Au total, le risque de transmission vertical du VHC varie de 3 à 10 % en fonction de la virémie maternelle. Il passe à 30 % en cas de surinfection par le VIH.

Comment traiter ?

L’objectif du traitement est d’obtenir une abolition de la réplication virale, une normalisation des transaminases et une amélioration de l’activité histologique, susceptibles d’éviter la survenue d’une cirrhose, et par là, d’un carcinome hépatocytaire. L’association interféron-ribavirine s’impose comme le traitement le plus efficace.

Le traitement de l’hépatite chronique C doit être envisagé chez les patients atteints d’une hépatite chronique définie par des transaminases élevées et des signes d’activité histologique (score de Knodell supérieur ou égal à 6, score Métavir avec A supérieur ou égal à 2). Il inhibe la multiplication virale.

Lorsque les transaminases demeurent élevées après 3 mois de traitement et sont associées à une PCR du virus C positive, il faut modifier la stratégie thérapeutique.

Une amélioration histologique peut être obtenue malgré l’absence d’amélioration des transaminases (Koshi et al. Hepatology 1993, 18 : 138)

L’association alpha interféron - ribavirine modifie radicalement la stratégie thérapeutique. Les indications sont élargies, même aux patients naïfs, c’est à dire jamais traités. Les données obtenues sont favorables et dans l’ensemble concordantes (40 % de réponse complète prolongée chez les patients naïfs).

  • Réponses aux patients :
  • Plus de 25 millions de français ont été vaccinés contre l’hépatite B. L’incidence des affections démyélinisantes et de la sclérose en plaque n’a pas augmenté durant ces dernières années.
  • Parce que le risque théorique est très faible, il est très difficile de l’éliminer de façon irréfutable et définitive.
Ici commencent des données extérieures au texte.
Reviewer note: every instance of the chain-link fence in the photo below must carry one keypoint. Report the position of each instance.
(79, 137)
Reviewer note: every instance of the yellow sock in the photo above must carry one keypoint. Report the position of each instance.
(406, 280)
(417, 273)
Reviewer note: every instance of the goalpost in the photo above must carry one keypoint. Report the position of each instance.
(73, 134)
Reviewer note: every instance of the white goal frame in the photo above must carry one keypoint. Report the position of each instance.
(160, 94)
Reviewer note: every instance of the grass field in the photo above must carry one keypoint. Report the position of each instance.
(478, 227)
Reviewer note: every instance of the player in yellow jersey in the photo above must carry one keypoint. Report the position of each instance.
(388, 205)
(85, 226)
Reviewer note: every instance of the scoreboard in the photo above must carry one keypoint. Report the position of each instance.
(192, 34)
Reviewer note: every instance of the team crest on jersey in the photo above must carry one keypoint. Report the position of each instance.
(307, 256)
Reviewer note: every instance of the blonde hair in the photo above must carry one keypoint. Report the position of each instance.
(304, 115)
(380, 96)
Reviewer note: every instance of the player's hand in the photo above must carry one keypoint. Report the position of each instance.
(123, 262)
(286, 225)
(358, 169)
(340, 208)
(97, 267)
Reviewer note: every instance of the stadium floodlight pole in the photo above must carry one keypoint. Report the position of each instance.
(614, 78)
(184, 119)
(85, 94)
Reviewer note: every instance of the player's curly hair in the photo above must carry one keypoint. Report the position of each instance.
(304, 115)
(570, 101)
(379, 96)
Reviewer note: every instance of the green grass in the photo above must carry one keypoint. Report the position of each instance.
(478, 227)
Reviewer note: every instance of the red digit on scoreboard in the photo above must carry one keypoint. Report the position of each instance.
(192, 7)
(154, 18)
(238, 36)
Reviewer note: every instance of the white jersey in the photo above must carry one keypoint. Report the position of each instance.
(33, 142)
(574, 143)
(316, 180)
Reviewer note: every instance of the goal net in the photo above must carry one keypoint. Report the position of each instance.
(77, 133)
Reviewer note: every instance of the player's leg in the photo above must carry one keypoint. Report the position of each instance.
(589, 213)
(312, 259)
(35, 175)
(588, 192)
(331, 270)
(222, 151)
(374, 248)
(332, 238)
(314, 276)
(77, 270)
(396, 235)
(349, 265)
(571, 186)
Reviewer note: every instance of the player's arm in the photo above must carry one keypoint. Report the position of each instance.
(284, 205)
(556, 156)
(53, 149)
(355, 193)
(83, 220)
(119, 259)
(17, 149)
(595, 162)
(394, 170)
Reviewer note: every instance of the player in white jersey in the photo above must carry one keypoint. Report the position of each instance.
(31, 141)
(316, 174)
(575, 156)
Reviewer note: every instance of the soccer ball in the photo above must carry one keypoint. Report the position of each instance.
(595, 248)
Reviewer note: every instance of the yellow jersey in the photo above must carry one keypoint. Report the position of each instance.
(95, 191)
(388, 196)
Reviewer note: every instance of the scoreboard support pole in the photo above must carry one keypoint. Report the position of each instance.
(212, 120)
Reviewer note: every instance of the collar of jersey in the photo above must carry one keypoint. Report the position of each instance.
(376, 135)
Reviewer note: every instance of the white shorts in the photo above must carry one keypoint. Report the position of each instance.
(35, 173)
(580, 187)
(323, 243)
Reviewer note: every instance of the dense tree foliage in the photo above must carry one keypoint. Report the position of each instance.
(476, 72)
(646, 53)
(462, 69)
Cependant, en retenant le risque théorique maximal, on admet qu’en vaccinant 800000 enfants, on pourrait faciliter l’apparition de 1 ou 2 cas de SEP. Mais, si on ne les vaccine pas, il y aura 29 cas d’hépatite fulminante, 147 cas de cirrhose et 30 cancers du foie (source : Réseau National de Santé Publique 1998).
  • Idéalement, faudrait-il vacciner tous les nourrissons ? Oui.